In this regression, I added a weight branch to the TTree containing a weight I grabbed from the embedding. The weight that was used consisted of the partonic weight for the matched detector jet, the kt weight, and the VPD vertex weight. This weight was only saved to the TTree once a detector jet was matched to a particle jet.Here is a plot of what the weight looked like for all the events:

Regression 

The weight was then passed to the regression via the "setweightexpression()" to set individual event weights to the events saved in the TTree.
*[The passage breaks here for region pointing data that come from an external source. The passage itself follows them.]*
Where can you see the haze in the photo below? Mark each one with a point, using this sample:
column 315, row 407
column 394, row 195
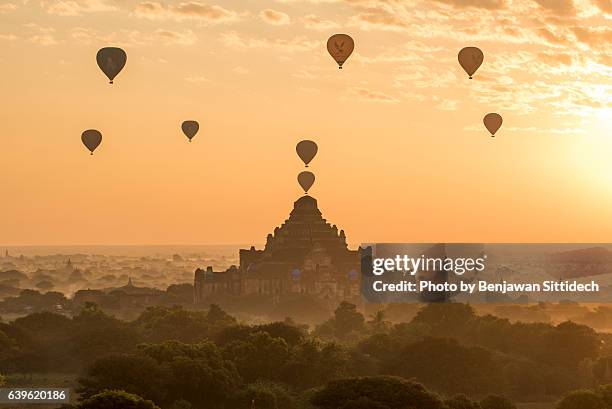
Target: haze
column 403, row 154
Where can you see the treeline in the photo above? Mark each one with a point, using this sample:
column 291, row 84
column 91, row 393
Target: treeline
column 206, row 359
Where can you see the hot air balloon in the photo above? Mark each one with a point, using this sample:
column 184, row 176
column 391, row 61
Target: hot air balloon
column 492, row 122
column 470, row 59
column 306, row 150
column 111, row 61
column 306, row 179
column 190, row 128
column 91, row 138
column 340, row 47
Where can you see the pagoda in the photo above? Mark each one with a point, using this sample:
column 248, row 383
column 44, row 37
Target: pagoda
column 305, row 255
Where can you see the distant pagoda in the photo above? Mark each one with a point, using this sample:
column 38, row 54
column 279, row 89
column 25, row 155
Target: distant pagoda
column 306, row 254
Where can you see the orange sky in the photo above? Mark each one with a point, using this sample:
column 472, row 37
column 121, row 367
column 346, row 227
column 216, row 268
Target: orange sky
column 403, row 154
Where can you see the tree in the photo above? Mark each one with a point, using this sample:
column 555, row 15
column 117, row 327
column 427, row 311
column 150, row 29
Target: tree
column 496, row 402
column 386, row 391
column 461, row 402
column 582, row 399
column 569, row 343
column 259, row 357
column 136, row 374
column 116, row 400
column 346, row 322
column 466, row 369
column 314, row 362
column 265, row 395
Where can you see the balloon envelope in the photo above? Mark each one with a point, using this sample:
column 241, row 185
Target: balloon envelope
column 91, row 138
column 470, row 59
column 306, row 179
column 190, row 128
column 340, row 47
column 111, row 61
column 306, row 150
column 492, row 122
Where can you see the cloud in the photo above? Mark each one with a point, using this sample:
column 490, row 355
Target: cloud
column 197, row 79
column 378, row 18
column 186, row 10
column 168, row 37
column 593, row 38
column 76, row 7
column 484, row 4
column 274, row 17
column 241, row 70
column 41, row 35
column 447, row 104
column 7, row 7
column 558, row 7
column 604, row 5
column 556, row 58
column 312, row 22
column 295, row 44
column 373, row 96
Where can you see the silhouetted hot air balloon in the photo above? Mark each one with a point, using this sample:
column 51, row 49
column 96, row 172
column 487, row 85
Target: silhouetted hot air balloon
column 306, row 179
column 470, row 59
column 306, row 150
column 91, row 138
column 190, row 128
column 492, row 122
column 340, row 47
column 111, row 61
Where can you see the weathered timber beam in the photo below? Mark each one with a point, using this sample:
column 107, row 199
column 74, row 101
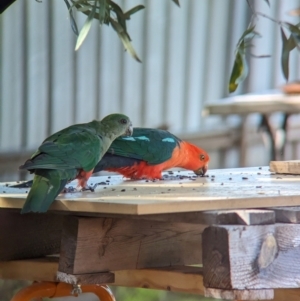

Whether the event-by-event weighing was used on the variables used for regression, the regression target, or both is still not clear to me but I suspect that it was passed to the variables used for regression based on how the regression looks. Here is the regression training with 60,000 out 218,958 events output for three methods (MLP,MLP0,DNN_CPU), and input variables and regression target :

MLP

  • Neuron type: tanh
  • Hidden layers: 2
  • Number of neurons per layer: 20,20
  • Learning rate: .01
  • Test rate: 10 (each 10 epochs) 
  • Training method: Back Propagation (BP)
MLP0
  • Neuron type: tanh
  • Hidden layers: 1
  • Number of neurons per layer: 30
  • Learning rate: .001
  • Test rate: 10 (each 10 epochs) 
  • Training method: BFGS
DNN_CPU
  • Neuron type: tanh
  • Hidden layers: 3
  • Number of neurons per layer: 50,50,50
  • Learning rate: .01,.001,.0001
  • Test rate: 10,5,5
pJetPt: particle jet pt
dJetPtMtx: detector jet matched to particle jet

Conclusion

Looking at the regression, they all behaved terribly when the weight was incorporated. What I believe the weight is doing is applying this weight to the variables (eta, dJetPtMtx) and trying to re-create the pJetPt from this. However, I'm not too sure and would need to carefully read the TMVA manual and tinker.Relatively, the only one that didn't behave completely terribly is the MLP0 and there are several factors to consider including whether the weighing is being applied only to the input variables event-by-event or to both the input variables and the regression target. The following are a few variables that could use some tweaking to improve the regression: 
  • Learning rate
  • number of training events 
  • Epoch testing 
  • neuron type
  • change weight (?) 
In retrospect, this is a step forward as it gives me insight in what works and what doesn't work.